All authors contributed to the design and drafting of the protocol. DM conceptualized the study, pathway model design, and underpinning tool. DM and LL drafted the protocol and led the feasibility and other studies on which it is based. DS led the systematic review of evidence for effectiveness of different approaches to polypharmacy. JET and DO will lead the economic evaluation and JG will lead the qualitative analyses, with support from MS. LT is the lead consultant on biostatistical and RCT design aspects, along with SB who will perform the analyses. JT is the patient coinvestigator and leads consumer advice on the pathway, tools, and intervention conduct. JJ, KC, LD, BF, and ND led the conceptualization of the pharmacist role. SG is the lead investigator in Alberta and JM and AC in British Columbia. AC will lead the study knowledge translation.

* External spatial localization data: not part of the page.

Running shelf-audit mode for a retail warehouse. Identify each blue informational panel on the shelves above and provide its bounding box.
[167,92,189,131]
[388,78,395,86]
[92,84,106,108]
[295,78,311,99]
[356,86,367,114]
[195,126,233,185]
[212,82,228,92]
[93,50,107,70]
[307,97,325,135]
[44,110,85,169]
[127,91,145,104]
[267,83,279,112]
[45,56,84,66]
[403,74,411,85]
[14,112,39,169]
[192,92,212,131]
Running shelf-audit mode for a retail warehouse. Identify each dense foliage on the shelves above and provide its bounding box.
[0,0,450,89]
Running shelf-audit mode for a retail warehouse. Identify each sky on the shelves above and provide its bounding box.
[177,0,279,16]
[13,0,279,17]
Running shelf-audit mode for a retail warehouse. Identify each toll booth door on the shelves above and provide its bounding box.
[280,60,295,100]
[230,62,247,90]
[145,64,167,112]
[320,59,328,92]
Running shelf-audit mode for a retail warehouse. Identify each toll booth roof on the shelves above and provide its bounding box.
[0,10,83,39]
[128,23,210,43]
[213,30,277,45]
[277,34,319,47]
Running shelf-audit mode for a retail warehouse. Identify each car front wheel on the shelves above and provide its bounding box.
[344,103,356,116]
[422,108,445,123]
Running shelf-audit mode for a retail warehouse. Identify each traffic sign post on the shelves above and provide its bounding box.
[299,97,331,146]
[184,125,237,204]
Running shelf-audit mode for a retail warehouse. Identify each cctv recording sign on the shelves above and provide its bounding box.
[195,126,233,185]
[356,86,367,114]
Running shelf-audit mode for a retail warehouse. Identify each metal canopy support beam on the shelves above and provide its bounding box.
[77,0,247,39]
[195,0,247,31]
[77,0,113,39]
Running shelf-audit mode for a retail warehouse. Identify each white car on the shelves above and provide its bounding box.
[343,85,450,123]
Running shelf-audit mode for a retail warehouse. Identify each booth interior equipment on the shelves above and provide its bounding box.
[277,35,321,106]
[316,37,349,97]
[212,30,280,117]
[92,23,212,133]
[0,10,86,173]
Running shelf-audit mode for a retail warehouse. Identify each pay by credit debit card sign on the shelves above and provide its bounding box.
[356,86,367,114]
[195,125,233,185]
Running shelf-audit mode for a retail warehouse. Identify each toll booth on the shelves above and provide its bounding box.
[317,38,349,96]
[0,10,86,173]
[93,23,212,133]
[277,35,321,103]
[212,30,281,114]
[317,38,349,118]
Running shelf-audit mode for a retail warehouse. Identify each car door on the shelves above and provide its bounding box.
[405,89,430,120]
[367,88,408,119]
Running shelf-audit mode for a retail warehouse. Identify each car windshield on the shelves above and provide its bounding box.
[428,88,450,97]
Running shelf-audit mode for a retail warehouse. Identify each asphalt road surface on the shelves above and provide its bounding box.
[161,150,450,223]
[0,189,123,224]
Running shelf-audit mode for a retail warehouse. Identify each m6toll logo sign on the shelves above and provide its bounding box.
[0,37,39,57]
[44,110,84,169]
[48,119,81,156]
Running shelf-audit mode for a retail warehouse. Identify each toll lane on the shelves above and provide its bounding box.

JR is the lead advisor on functional assessments and DM, CR, and JT co-lead the development of goals and priorities aspects of intervention and trial design. JL, JP, KF, AA, and JT led the larger operational protocol development, assisted with data collection in the feasibility and other underpinning studies, and contributed substantially to the drafting of this protocol. SD developed study database, completed data quality checks, and provided overall oversight of database integrity. There are no plans to use professional writers. All author(s) read and approved the final manuscript.

Corresponding author

Correspondence to Dee Mangin.

Ethics declarations

Ethics approval and consent to participate

At the time of submission, ethics approval for the study was granted by the Hamilton Integrated Research Ethic Board on the 16-November-2016. The project file number is 2226. Ethics approval was also granted by the University of Alberta’s Health Research Ethics Board on 21 August 2019, file number Pro00090823; and by the Vancouver Island Health Authority Clinical Research Ethics Board on 06 January 2020, file number C2019-075. Important modifications to the protocol will be tracked and communicated through an ethics amendment and on clinicaltrial.gov. The trial was registered on clinicaltrials.gov on October 24, 2016 (NCT02942927). Written informed consent will be obtained from all participants in the study. A copy of the consent form is available upon reasonable request.

Consent for publication

Not applicable

Competing interests

The authors declare that they have no competing interests.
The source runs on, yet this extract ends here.